A new variant of the global optimization method Continuous GRASP (C-GRASP) is presented. The new variant incorporates general linear constraints in addition to box constraints. C-GRASP solves continuous global optimization problems subject to box constraints by adapting the greedy randomized adaptive search procedure (GRASP) of Feo and Resende (1989) for discrete optimization. It has been applied to a wide range of continuous optimization problems. We consider the box constraints as implicit and handle the general linear equality/inequality constraints explicitly. If we are given an *m × n* matrix *A*, with *m < n*, then *m* basic variables can be eliminated from the global optimization problem.
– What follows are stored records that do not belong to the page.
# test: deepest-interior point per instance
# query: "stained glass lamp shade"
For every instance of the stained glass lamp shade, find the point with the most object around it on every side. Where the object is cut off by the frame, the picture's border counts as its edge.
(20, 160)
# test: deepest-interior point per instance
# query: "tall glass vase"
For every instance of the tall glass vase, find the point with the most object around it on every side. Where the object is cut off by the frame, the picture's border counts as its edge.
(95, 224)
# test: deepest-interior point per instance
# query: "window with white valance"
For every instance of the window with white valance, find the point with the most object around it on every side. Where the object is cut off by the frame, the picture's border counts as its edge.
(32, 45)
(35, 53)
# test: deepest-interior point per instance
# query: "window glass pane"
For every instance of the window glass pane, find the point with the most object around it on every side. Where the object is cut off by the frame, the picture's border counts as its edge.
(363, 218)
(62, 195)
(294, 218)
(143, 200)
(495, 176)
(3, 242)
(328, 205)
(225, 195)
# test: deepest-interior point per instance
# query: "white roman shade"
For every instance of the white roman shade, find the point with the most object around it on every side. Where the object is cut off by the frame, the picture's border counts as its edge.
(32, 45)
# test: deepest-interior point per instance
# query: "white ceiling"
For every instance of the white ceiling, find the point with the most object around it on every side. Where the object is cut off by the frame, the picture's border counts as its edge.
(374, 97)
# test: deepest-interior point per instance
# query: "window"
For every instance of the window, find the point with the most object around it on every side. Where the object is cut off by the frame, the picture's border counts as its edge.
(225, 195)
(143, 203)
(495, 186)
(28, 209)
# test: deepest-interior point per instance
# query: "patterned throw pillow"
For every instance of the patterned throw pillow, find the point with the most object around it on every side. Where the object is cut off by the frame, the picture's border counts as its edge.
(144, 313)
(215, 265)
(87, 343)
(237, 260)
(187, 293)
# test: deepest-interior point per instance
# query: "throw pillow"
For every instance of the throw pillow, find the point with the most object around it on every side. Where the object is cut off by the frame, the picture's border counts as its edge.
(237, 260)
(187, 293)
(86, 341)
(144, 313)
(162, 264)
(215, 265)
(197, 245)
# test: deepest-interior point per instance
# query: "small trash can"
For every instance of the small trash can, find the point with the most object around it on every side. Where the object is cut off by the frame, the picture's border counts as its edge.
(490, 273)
A Reduced Problem in *(n-m)* independent variables will be subject only to the box constraints. The C-GRASP solver is a derivative-free global optimization method yielding an optimal or near-optimal solution to the Reduced Problem. The basic variables can be computed by solving a system of linear equations. If all basic variables are inside the box, the algorithm stops. Otherwise a change-of-basis procedure is applied, and a new Reduced Problem is solved.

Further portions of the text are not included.